Controlled folder access, however, is but one layer of defense. Ransomware and other threats from the web can be blocked by Microsoft Edge, whose exploit mitigation and sandbox features make it a very secure browser. Microsoft Edge significantly improves web security by using Windows Defender SmartScreens reputation-based blocking of malicious downloads and by opening pages within low-privilege app containers.

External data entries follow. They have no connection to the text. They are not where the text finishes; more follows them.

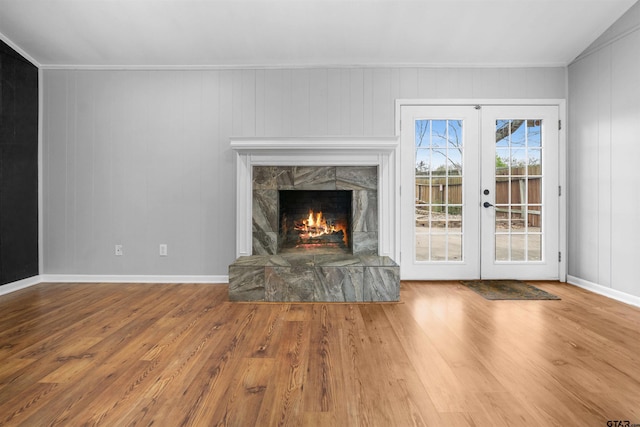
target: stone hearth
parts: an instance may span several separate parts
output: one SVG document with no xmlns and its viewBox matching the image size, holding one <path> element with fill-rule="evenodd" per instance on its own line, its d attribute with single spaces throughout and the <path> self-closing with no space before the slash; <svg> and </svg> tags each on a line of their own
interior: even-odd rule
<svg viewBox="0 0 640 427">
<path fill-rule="evenodd" d="M 399 274 L 395 262 L 377 255 L 246 256 L 229 266 L 229 299 L 398 301 Z"/>
<path fill-rule="evenodd" d="M 399 300 L 400 268 L 387 255 L 396 247 L 397 141 L 250 139 L 232 148 L 238 258 L 229 266 L 231 301 Z M 351 253 L 279 253 L 281 190 L 348 190 Z"/>
</svg>

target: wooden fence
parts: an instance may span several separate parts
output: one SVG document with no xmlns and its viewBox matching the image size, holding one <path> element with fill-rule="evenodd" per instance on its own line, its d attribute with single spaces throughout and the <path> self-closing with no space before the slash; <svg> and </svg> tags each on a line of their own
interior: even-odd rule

Windows Defender Antivirus also continues to enhance defense against threats like ransomware. Its advanced generic and heuristic techniques and layered machine learning models help catch both common and rare ransomware families. Windows Defender AV can detect and block most malware, including never-before-seen ransomware, using generics and heuristics, local ML models, and metadata-based ML models in the cloud. In rare cases that a threat slips past these layers of protection, Windows Defender AV can protect patient zero in real-time using analysis-based ML models, as demonstrated in a real-life case scenario where a customer was protected from a very new Spora ransomware in a matter of seconds. In even rarer cases of inconclusive initial classification, additional automated analysis and ML models can still protect customers within minutes, as what happened during the Bad Rabbit outbreak.

Windows 10 S locks down devices from unauthorized content by working exclusively with apps from the Windows Store and by using Microsoft Edge as the default browser. This streamlined, Microsoft-verified platform seals common entry points for ransomware and other threats.

Reducing the attack surface for ransomware and other threats in corporate networks

For enterprises and small businesses, the impact of ransomware is graver. Losing access to files can mean disrupted operations. Big enterprise networks, including critical infrastructures, fell victim to ransomware outbreaks. The modern enterprise network is under constant assault by attackers and needs to be defended on all fronts.

Windows Defender Exploit Guard locks down devices against a wide variety of attack vectors. Its host intrusion prevention capabilities include the following components, which block behaviors commonly used in malware attacks:

  • Attack Surface Reduction (ASR) is a set of controls that blocks common ransomware entry points: Office-, script-, and email-based threats that download and install ransomware; ASR can also protect from emerging exploits like DDEDownloader, which has been used to distribute ransomware
  • Network protection uses Windows Defender SmartScreen to block outbound connections to untrusted hosts, such as when trojan downloaders connect to a malicious server to obtain ransomware payloads
  • Controlled folder access blocks ransomware and other untrusted processes from accessing protected folders and encrypting files in those folders
  • Exploit protection (replacing EMET) provides mitigation against a broad set of exploit techniques that are now being used by ransomware authors

Additionally, the industry-best browser security in Microsoft Edge is enhanced by Windows Defender Application Guard, which brings Azure cloud grade isolation and security segmentation to Windows applications. This hardware isolation-level capability provides one of the highest levels of protection against zero-day exploits, unpatched vulnerabilities, and web-based malware.

For emails, Microsoft Exchange Online Protection (EOP) uses built-in anti-spam filtering capabilities that help protect Office 365 customers against ransomware attacks that begin with email. Office 365 Advanced Threat Protection helps secure mailboxes against email attacks by blocking emails with unsafe attachments, malicious links, and linked-to files leveraging time-of-click protection.

Integrated security for enterprises

Windows Defender Advanced Threat Protection allows SecOps personnel to stop the spread of ransomware through timely detection of ransomware activity in the network. Windows Defender ATPs enhanced behavioral and machine learning detection libraries flag malicious behavior across the ransomware attack kill-chain, enabling SecOps to promptly investigate and respond to ransomware attacks.

With Windows 10 Fall Creators Update, Windows Defender ATP was expanded to include seamless integration across the entire Windows protection stack, including Windows Defender Exploit Guard, Windows Defender Application Guard, and Windows Defender AV. This integration is designed to provide a single pane of glass for a seamless security management experience.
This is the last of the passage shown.